La stampa 3D a CES 2017

Quest'anno sono 54 le aziende a esporre nel 3D Printing Marketplace del CES 2017 di Las Vegas. Si va da produttori di hardware innovativi come Formlabs o la regina del mercato consumer XYZprinting a fornitori di servizi come Sculpteo e Whiteclouds o esponenti della più avanzata 3D printed electronics industriale come Nano Dimension.
Già questi nomi fanno capire come l'attenzione nei confronti della stampa 3D travalichi, pur ben rappresentandolo, l'interesse della sfera consumer e si proietti verso un mondo professionale che sta cambiando forma e forme.
Del resto si sa che alle aziende produttrici di sistemi stampa 3D il CES concede l'opportunità di centrare in contatto con il canale di distribuzione, ma offre anche molto di più, dando loro l'opportunità di incontrare potenziali partner. Ne sono testimoni, negli anni scorsi, Mattel e Polaroid, che quest'anno torna a CES con l'evoluzione della propria stampante 3D accompagnandola con una penna 3D.
Presente anche Shining 3D, che premiata per il proprio EinScan-Pro ne svelerà l'evoluzione, l'EinScan- Pro +. La polacca ZMorph mostrerà il proprio concetto di multifunzione, incarnato dalla versione 2.0 della stampante 3D SX Multitool 3D.

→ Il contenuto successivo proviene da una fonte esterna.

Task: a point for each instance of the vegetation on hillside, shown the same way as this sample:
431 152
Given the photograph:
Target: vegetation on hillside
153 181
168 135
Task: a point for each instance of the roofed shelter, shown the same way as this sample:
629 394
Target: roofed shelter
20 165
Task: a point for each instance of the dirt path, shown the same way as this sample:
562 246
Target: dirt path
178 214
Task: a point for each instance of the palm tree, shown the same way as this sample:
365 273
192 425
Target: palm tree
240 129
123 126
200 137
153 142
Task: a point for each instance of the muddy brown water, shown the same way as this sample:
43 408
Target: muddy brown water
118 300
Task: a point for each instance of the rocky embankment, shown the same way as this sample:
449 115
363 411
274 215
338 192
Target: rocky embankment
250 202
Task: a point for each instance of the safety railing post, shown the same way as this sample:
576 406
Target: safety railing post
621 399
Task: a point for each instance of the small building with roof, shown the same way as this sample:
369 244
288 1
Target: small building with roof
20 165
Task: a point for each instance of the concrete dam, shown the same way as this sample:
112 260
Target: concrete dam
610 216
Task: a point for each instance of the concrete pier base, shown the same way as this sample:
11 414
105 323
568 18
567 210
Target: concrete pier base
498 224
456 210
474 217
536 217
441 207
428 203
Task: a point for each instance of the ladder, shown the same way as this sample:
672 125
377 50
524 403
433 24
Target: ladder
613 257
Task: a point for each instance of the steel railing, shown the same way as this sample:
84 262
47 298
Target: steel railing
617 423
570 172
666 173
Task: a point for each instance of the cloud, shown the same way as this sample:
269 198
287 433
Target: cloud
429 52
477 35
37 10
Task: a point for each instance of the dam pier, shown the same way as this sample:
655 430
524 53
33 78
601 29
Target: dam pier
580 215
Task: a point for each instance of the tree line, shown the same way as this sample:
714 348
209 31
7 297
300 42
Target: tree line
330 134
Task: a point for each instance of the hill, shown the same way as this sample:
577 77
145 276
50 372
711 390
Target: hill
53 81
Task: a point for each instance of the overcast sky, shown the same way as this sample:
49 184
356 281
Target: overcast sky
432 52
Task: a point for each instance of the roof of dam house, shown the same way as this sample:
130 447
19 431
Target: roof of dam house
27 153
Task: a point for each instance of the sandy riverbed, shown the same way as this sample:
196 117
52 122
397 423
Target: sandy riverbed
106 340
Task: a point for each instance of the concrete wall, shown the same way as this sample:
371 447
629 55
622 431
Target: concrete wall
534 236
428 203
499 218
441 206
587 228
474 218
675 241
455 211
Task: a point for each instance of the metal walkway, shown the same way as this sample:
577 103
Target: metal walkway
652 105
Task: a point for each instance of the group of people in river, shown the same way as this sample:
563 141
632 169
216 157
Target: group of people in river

La rappresentanza italiana vede in prima fila Dws Lab ormai presenza storica a Las Vegas, e Crp Group con l'integrazione della stampa 3D con applicazioni di sensoristica nell'ottica dell'Internet of Things.
Non per nulla secondo molti osservatori i punti focali della stampa 3D al CES di quest'anno saranno il suo impiego per la salute e il fitness, per il trasporto e, appunto l'integrazione con l'IoT: ossia, come la stampa 3D consentirà la creazione di una nuova classe di dispositivi collegati.